A farmer stopped by the local mechanic's shop to have his truck fixed. They
couldn't do it while he waited, so he said he didn't live far and would
just walk home.

On the way home he stopped at the Hardware Store and bought a bucket and
a gallon of paint. He then stopped by the Feed Store and picked up a couple
of chickens and a goose. However, struggling outside the store he now had a
problem - how to carry his entire purchases home.

While he was scratching his head he was approached by a little old lady
who told him she was lost. She asked, 'Can you tell me how to get to 1603
Mockingbird Lane ?'

The farmer said, 'Well, as a matter of fact, my farm is very close to that
house I would walk you there but I can't carry this lot.'

The old lady suggested, 'Why don't you put the can of paint in the bucket.
Carry the bucket in one hand, put a chicken under each arm and carry the
goose in your other hand?'

'Why thank you very much,' he said and proceeded to walk the old girl home.
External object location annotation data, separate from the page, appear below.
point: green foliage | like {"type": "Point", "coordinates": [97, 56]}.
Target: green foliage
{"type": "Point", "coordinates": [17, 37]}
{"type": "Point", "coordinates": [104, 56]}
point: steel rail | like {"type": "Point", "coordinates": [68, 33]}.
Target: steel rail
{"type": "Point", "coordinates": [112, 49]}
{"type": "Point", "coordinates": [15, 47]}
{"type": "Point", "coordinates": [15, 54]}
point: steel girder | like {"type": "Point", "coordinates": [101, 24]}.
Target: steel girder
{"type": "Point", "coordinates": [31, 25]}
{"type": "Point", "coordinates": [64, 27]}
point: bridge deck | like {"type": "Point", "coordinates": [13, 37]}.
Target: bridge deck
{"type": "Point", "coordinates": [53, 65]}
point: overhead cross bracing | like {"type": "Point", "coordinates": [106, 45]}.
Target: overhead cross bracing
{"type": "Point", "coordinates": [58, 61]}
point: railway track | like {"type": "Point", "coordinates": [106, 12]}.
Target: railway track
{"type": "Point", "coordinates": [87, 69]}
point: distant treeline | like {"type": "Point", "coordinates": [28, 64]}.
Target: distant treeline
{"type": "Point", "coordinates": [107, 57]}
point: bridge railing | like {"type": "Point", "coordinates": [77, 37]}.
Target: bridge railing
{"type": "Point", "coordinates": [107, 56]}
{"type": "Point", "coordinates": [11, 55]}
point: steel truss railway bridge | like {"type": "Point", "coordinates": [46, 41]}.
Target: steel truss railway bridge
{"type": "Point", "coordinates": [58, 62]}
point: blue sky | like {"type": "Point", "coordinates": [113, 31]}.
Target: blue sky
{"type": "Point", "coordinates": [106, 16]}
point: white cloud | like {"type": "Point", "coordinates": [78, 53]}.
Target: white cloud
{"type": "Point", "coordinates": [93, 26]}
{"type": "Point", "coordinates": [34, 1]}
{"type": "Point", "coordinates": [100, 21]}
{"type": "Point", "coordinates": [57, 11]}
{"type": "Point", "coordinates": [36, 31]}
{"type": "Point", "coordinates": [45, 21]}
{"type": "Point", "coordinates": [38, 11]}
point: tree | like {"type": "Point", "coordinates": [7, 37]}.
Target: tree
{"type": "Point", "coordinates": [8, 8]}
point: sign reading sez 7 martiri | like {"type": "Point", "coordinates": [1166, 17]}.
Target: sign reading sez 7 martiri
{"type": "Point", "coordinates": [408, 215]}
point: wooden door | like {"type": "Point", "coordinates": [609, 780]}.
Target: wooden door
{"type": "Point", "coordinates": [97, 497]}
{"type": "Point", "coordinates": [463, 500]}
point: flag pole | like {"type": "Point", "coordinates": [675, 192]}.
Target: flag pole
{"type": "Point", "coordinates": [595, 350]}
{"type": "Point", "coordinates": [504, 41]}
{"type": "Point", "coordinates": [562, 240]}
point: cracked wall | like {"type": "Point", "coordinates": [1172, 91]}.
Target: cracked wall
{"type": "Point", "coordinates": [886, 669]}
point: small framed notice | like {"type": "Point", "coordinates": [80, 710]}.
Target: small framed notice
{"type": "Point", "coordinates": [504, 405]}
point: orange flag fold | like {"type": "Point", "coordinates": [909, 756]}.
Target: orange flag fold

On the way he says 'Let's take my short cut and go down this alley. We'll
be there in no time.'

The little old lady looked him over cautiously then said, 'I am a lonely
widow without a husband to defend me.. How do I know that when we get in
the alley you won't hold me up against the wall, pull up my skirt, rip my
panties off and have your way with me?'

The farmer said, 'Holy smokes lady! I'm carrying a bucket, a gallon of
paint, two chickens, and a goose. How in the world could I possibly hold
you up against the wall and do that?'

The old lady replied, 'Set the goose down, cover him with the bucket, put
the paint on top of the bucket, and I'll hold the chickens.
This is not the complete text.